Background

Following the introduction of effective combination antiretroviral therapy (ART) in 1996, AIDS-related mortality and morbidity among people living with HIV (PLHIV) in high-income countries declined dramatically [1, 2]. As life expectancy of PLHIV has continued to increase [3, 4], chronic conditions related to aging are increasingly prevalent [5, 6]. This is reflected in the causes of hospitalisation among PLHIV, with non-AIDS conditions now accounting for an increasing proportion [7, 8].

Monitoring the causes of hospitalisation among PLHIV in detail gives insight into changing patterns of morbidity, emerging new causes and current and future healthcare needs. However, few recent studies have comprehensively evaluated the causes of hospitalisation in PLHIV in the contemporary treatment era, and, to our knowledge, none from the UK.

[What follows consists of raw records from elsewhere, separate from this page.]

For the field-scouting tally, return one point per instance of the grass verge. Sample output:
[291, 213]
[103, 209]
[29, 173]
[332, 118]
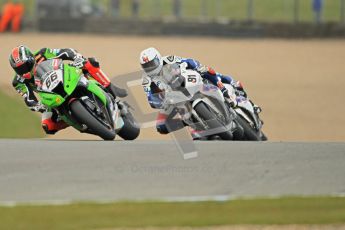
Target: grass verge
[282, 211]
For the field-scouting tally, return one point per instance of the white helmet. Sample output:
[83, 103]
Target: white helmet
[151, 61]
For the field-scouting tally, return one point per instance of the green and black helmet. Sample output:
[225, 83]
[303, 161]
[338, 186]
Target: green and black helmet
[22, 61]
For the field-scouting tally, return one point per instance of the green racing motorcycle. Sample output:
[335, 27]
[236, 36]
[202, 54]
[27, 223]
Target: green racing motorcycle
[82, 102]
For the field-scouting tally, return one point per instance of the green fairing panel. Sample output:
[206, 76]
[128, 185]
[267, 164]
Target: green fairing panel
[71, 78]
[51, 100]
[95, 89]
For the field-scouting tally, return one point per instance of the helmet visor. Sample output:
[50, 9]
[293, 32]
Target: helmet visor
[24, 68]
[151, 65]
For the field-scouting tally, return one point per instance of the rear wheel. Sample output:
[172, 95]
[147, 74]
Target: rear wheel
[212, 121]
[130, 130]
[83, 116]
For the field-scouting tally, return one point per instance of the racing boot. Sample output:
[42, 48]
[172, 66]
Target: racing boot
[51, 124]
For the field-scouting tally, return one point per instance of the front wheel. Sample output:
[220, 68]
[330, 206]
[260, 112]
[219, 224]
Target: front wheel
[212, 121]
[83, 116]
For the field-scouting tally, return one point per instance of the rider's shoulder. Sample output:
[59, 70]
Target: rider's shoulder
[171, 59]
[146, 80]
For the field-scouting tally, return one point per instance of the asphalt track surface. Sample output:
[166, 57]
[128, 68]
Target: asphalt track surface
[51, 170]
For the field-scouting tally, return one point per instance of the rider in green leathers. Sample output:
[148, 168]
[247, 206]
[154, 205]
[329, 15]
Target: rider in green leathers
[23, 62]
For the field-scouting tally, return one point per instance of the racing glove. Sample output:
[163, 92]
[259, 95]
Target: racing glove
[79, 61]
[38, 108]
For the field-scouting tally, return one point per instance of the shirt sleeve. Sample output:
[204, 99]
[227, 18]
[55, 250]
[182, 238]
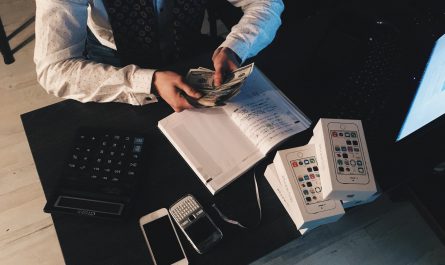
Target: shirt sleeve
[256, 28]
[61, 28]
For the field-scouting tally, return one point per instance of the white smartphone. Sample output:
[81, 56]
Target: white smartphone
[347, 152]
[194, 222]
[161, 238]
[307, 178]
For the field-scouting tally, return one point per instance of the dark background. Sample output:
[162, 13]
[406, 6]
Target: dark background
[319, 58]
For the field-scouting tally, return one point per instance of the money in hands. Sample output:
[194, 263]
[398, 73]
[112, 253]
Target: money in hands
[202, 80]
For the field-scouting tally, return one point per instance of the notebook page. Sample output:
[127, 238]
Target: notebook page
[213, 146]
[264, 114]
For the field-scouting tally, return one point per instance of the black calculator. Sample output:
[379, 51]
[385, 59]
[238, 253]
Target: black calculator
[100, 175]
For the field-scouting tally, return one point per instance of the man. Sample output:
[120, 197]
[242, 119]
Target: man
[145, 35]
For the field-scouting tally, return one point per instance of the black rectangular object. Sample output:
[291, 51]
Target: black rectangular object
[100, 175]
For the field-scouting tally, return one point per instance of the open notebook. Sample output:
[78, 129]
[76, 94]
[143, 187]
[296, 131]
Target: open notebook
[220, 144]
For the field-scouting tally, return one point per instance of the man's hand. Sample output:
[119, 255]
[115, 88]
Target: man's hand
[224, 60]
[171, 88]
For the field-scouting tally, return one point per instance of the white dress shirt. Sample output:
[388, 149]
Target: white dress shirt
[61, 30]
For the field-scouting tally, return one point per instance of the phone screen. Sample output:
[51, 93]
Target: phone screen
[200, 230]
[163, 241]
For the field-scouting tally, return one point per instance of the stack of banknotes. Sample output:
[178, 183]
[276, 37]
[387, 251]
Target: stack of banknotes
[202, 80]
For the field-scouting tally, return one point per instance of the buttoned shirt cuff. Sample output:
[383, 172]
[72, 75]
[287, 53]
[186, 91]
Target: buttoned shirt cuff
[142, 90]
[240, 48]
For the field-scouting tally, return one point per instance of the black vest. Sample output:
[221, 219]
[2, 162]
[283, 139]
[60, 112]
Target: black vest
[137, 35]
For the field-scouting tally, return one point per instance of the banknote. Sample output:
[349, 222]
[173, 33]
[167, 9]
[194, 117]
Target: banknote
[202, 79]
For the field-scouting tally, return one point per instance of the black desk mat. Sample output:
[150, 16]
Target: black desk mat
[83, 240]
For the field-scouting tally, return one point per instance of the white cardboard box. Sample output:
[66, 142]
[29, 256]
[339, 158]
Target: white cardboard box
[305, 214]
[272, 178]
[344, 163]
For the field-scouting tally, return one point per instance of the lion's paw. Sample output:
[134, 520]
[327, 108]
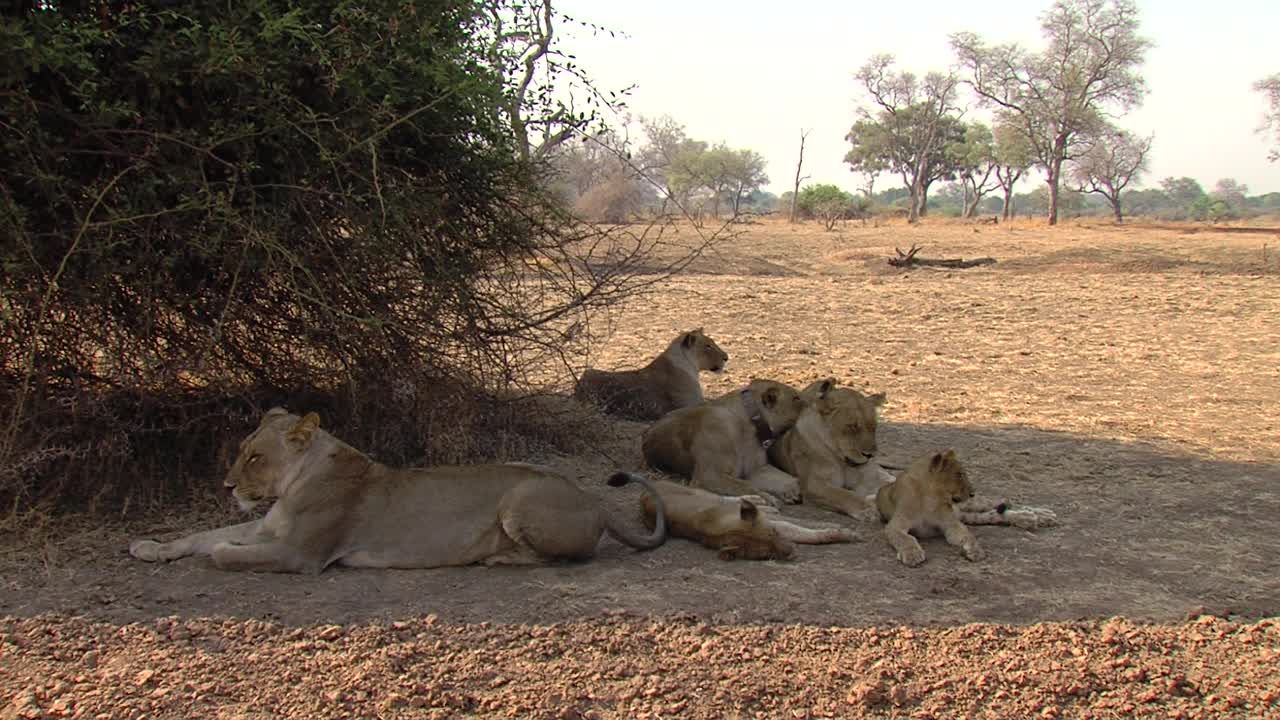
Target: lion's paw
[912, 556]
[146, 550]
[973, 552]
[762, 502]
[790, 492]
[1031, 518]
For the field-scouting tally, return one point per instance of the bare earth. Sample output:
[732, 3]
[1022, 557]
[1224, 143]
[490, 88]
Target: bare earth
[1127, 378]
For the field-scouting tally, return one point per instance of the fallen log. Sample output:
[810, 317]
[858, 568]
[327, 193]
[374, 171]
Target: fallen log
[909, 259]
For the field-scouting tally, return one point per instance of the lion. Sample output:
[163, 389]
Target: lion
[333, 504]
[721, 445]
[935, 495]
[831, 449]
[737, 527]
[670, 382]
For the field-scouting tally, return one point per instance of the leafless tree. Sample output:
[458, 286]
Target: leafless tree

We investigated hospitalisations during a six-to-seven-year period among 798 PLHIV recruited from a London centre in 2011. We previously reported on predictors of all-cause hospitalisation in this cohort [9]. Based on a detailed individual record review, we now describe the spectrum of ICD-10 classified causes of hospitalisations, and patient and clinical characteristics at admission. This descriptive analysis can improve our understanding of the current pattern of morbidity among PLHIV, and inform health care planning and interventions.

Methods

The Antiretrovirals, Sexual Transmission Risk and Attitudes (ASTRA) questionnaire study recruited PLHIV from eight HIV outpatient clinics in England from February 2011 to December 2012 [10] (North West London research ethics committee 10/H0720/70).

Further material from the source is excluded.